Bu dönemde özellikle gıda, bilişim teknolojileri, kimya, e-ticaret,
lojistik, perakende, sağlık ve ihracata dayalı sektörlerdeki şirketler için
yeni fırsatlar oluşmuştur. Bu sektörlerin yanında online eğitim, uzaktan tıp
hizmetleri ve medikal endüstri, internet fuarcılığı gibi birçok yeni iş
fırsatları da ortaya çıkmıştır. Dünyanın en büyük fuarlarından 127. Kanton
Fuarı’nın (Çin İthalat ve İhracat Fuarı) bu yıl ilk kez internet üzerinden
düzenlenecek olması Covid-19 sonrasında fuarcılık anlayışının da dijitale
kayacağının çok kuvvetli bir işaretidir.
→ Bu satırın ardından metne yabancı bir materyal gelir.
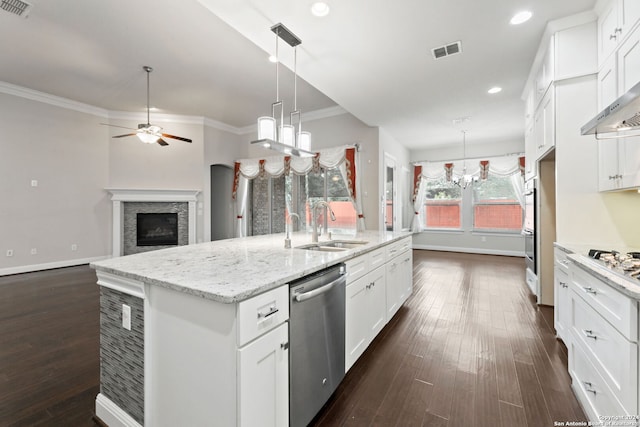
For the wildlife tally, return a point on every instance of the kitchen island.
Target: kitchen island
(197, 335)
(596, 316)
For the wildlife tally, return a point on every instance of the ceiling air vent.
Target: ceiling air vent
(16, 7)
(447, 50)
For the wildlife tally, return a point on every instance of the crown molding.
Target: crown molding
(46, 98)
(57, 101)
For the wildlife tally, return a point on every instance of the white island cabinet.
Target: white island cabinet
(199, 335)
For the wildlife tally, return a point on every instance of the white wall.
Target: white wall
(468, 241)
(67, 152)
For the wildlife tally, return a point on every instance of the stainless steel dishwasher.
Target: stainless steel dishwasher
(316, 341)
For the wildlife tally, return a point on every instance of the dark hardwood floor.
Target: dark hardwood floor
(469, 348)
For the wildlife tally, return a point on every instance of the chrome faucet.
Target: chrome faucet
(314, 218)
(288, 226)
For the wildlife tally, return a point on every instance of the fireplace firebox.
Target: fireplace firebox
(157, 229)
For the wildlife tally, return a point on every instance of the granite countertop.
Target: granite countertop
(233, 270)
(578, 255)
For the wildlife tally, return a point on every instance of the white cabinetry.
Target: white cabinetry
(399, 281)
(603, 348)
(365, 304)
(615, 22)
(561, 295)
(263, 378)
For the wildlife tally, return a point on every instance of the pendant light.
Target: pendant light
(466, 180)
(284, 138)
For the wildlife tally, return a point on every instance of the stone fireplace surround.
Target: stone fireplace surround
(121, 196)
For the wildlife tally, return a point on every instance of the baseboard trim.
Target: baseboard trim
(481, 251)
(48, 266)
(111, 414)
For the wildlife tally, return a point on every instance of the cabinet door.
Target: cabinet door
(561, 308)
(356, 320)
(629, 14)
(607, 34)
(264, 380)
(629, 62)
(608, 165)
(629, 161)
(607, 83)
(377, 302)
(544, 130)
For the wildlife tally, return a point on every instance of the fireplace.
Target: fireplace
(128, 203)
(157, 229)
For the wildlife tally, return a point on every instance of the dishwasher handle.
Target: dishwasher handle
(322, 289)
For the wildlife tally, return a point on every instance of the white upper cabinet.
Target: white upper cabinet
(616, 21)
(628, 60)
(607, 83)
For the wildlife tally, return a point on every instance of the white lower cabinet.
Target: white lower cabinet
(603, 346)
(365, 309)
(263, 379)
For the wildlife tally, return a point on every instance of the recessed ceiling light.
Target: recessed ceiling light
(521, 17)
(320, 9)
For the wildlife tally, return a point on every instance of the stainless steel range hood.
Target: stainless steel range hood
(623, 114)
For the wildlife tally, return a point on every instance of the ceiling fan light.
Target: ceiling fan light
(147, 138)
(266, 128)
(304, 140)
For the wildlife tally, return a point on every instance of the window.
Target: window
(327, 185)
(495, 205)
(443, 203)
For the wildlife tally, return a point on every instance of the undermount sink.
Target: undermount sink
(333, 245)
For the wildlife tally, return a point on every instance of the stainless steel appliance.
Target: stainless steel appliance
(316, 341)
(621, 115)
(529, 233)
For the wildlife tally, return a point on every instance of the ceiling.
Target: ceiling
(373, 58)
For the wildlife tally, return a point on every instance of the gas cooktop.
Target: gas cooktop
(627, 264)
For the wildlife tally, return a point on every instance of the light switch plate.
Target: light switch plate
(126, 317)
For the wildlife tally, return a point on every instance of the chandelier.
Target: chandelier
(466, 179)
(283, 137)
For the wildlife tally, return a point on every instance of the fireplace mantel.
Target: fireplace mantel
(118, 196)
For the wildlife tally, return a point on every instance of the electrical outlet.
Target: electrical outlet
(126, 317)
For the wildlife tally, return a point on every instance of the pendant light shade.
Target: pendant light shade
(304, 140)
(287, 140)
(287, 135)
(266, 128)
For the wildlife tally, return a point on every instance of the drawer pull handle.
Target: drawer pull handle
(589, 387)
(272, 310)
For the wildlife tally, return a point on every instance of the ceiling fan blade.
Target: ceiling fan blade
(116, 126)
(166, 135)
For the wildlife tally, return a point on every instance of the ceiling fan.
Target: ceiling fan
(149, 133)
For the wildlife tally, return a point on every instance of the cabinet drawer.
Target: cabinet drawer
(613, 355)
(560, 260)
(596, 398)
(262, 313)
(396, 248)
(618, 309)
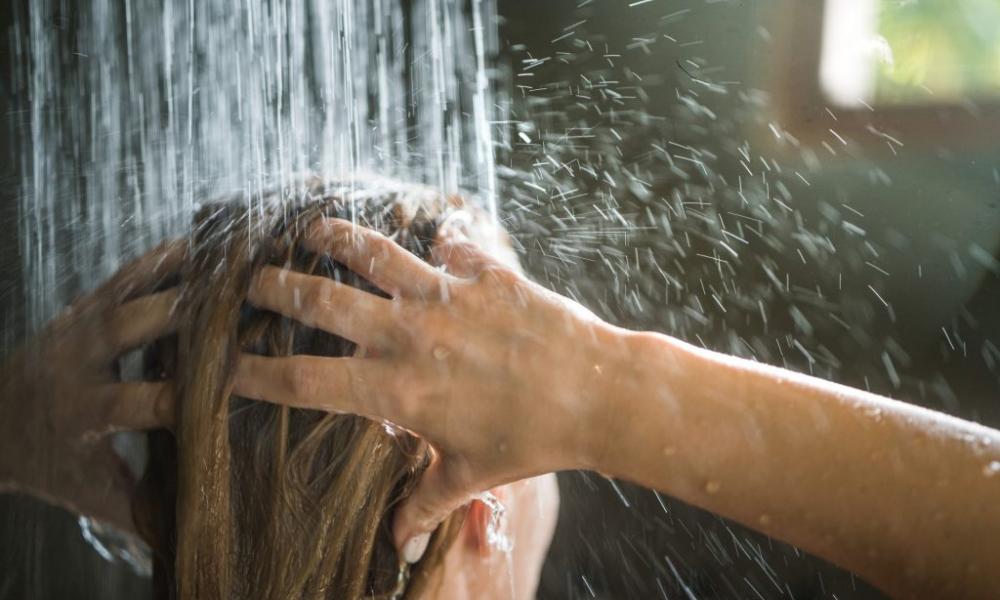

Bir süre sonra hantal fuar
hazırlıkları ve ziyaretleri de tarihe karışacak, bu kanalda da e-pazarlama yeni
bir boyut kazanacaktır.
Şirketlerimizin yarınlarını öngörerek değil, yaşayarak
şekillendirmeye çalıştığımızda geleceğin maliyeti katlanamayacağımız boyutlarda
olacaktır. Hayatta kalmak ve sağlıklı büyümek için kuvvetli kasımız olan üretim
becerimizi asimetrik etki yaratacak şekilde dijital dönüşüm ve e-ticaretle
buluşturma vaktimiz gelmiştir. Başarının sırrı stratejik düşünebilmektedir. Sun
Tzu’nun MÖ 5.yy’da söylediği gibi “Taktik olmadan strateji, zafere giden en
yavaş yoldur. Strateji olmadan taktik, yenilgi öncesi yapılan gürültüdür.”